-¿Cuál es el escenario actual de prestaciones de las AFAP?
-A diciembre pasado estaban en curso de pago 5.269 casos que correspondían a un total de 7.042 beneficiarios. El 95% son beneficiarios de pensión de sobrevivencia. El número de jubilados propiamente es mínimo, ya que el sistema tiene apenas 11 años de vigencia y, por lo tanto, está lejos de su madurez. Recién en diez años más habrá un número significativo de beneficiarios .
-¿En qué situaciones resulta conveniente adherirse al sistema?
-La opción por adherirse o no, la tienen sólo quienes tenían menos de 40 años al 31 de diciembre de 1996 y percibían ingresos menores a 15.178 pesos. Para ellos la conveniencia de afiliarse a una AFAP es prácticamente indiscutible, en función de un subsidio implícito en el cálculo del sueldo básico de jubilación de estos trabajadores. Esto beneficia significativamente a los trabajadores -hoy jóvenes- de baja calificación laboral y, por ende, de baja movilidad salarial.

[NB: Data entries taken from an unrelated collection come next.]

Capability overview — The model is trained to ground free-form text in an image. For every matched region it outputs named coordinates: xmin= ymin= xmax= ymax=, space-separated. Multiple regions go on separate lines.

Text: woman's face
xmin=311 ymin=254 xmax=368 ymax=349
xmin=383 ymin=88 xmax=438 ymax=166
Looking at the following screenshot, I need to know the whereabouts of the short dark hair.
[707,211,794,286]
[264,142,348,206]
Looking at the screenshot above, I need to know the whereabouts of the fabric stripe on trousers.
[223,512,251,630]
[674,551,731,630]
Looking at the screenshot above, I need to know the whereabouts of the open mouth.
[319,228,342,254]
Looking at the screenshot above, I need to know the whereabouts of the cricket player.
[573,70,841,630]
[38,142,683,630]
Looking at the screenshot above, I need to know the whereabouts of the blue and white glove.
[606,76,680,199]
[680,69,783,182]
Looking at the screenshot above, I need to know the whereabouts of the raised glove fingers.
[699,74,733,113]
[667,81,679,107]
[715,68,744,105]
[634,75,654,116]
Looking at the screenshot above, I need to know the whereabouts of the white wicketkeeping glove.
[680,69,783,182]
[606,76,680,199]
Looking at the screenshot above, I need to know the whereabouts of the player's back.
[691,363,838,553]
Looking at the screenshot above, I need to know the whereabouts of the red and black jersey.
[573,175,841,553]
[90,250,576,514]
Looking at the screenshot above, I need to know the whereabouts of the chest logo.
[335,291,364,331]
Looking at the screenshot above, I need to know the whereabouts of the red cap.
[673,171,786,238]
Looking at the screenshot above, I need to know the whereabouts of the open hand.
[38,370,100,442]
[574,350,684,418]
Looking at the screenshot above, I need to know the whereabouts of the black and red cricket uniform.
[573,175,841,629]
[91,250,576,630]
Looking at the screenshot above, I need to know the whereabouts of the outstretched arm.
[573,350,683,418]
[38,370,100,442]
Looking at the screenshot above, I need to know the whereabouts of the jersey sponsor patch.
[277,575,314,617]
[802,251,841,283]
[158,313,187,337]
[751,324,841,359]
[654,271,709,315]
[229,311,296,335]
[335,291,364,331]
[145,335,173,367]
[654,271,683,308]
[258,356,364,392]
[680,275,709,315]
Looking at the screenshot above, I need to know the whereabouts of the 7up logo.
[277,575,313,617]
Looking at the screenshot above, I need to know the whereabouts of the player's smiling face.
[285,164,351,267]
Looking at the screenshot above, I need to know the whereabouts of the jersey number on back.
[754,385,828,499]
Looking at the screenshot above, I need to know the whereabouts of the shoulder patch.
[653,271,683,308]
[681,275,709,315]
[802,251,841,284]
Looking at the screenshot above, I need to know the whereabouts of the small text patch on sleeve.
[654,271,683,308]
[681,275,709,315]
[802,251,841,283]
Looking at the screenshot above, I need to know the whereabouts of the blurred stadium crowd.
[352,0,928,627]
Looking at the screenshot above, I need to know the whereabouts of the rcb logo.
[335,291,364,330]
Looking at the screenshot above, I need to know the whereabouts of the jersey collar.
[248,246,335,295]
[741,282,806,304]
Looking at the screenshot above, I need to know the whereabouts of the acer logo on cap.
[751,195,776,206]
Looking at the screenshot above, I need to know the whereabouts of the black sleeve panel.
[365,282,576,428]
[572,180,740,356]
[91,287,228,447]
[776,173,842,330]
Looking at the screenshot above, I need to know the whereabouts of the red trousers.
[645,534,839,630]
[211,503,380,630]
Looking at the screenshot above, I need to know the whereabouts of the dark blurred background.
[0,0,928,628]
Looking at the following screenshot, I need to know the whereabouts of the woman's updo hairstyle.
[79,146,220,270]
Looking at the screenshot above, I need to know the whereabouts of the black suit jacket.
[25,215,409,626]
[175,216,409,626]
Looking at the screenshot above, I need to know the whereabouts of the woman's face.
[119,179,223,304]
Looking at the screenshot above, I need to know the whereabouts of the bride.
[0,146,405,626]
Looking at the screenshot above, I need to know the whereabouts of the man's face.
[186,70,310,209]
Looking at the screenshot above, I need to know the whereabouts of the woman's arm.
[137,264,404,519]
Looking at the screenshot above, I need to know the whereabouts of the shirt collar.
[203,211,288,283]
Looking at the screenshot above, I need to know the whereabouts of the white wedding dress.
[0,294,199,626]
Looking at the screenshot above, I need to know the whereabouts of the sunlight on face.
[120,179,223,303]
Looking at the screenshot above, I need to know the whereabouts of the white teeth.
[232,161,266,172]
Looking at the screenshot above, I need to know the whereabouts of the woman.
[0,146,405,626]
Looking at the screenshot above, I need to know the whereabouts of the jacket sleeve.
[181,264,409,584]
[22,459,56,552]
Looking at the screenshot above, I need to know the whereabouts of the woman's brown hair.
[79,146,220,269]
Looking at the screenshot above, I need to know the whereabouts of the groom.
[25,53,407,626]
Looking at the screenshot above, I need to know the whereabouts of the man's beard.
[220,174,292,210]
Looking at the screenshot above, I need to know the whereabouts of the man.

-¿Qué pasa cuando muere alguien que aportó y no se jubiló?
-Son beneficiarios de pensión de sobrevivencia los hijos menores de edad o totalmente incapacitados y la viuda o viudo, con ciertos requisitos. En ciertos casos también pueden ser beneficiarias las personas divorciadas y los padres absolutamente incapacitados. Si no existen beneficiarios, el saldo de la cuenta del fallecido integra el haber sucesorio, siendo de aplicación las normas del Código Civil.
-Está instalada una discusión sobre mantener o desarticular el sistema, ¿qué opina al respecto?
-El cuestionamiento a la reforma fue parte de una estrategia de acumulación de fuerzas, centrada en reivindicar y exaltar las características del Estado de Bienestar uruguayo, fuertemente incorporado en el imaginario colectivo como parte de un pasado feliz que podía fácilmente reinstaurarse. Esos sectores no dieron a conocer un proyecto alternativo. En la campaña electoral de 2004 algunos sectores de la coalición de izquierda, incluido el presidente Tabaré Vázquez, admitieron que no la derogarían, sino que introducirían algunos ajustes, lo que no fue pacíficamente aceptado por otros sectores de la coalición que continuaron exigiendo la derogación de las AFAP. Esos sectores hoy parecerían estar dispuestos a tener un fuerte protagonismo. Hasta el presente la administración de Vázquez se ha caracterizado por el pragmatismo y continuidad de las orientaciones estratégicas, evitando rupturas que puedan afectar negativamente el clima de inversiones y negocios.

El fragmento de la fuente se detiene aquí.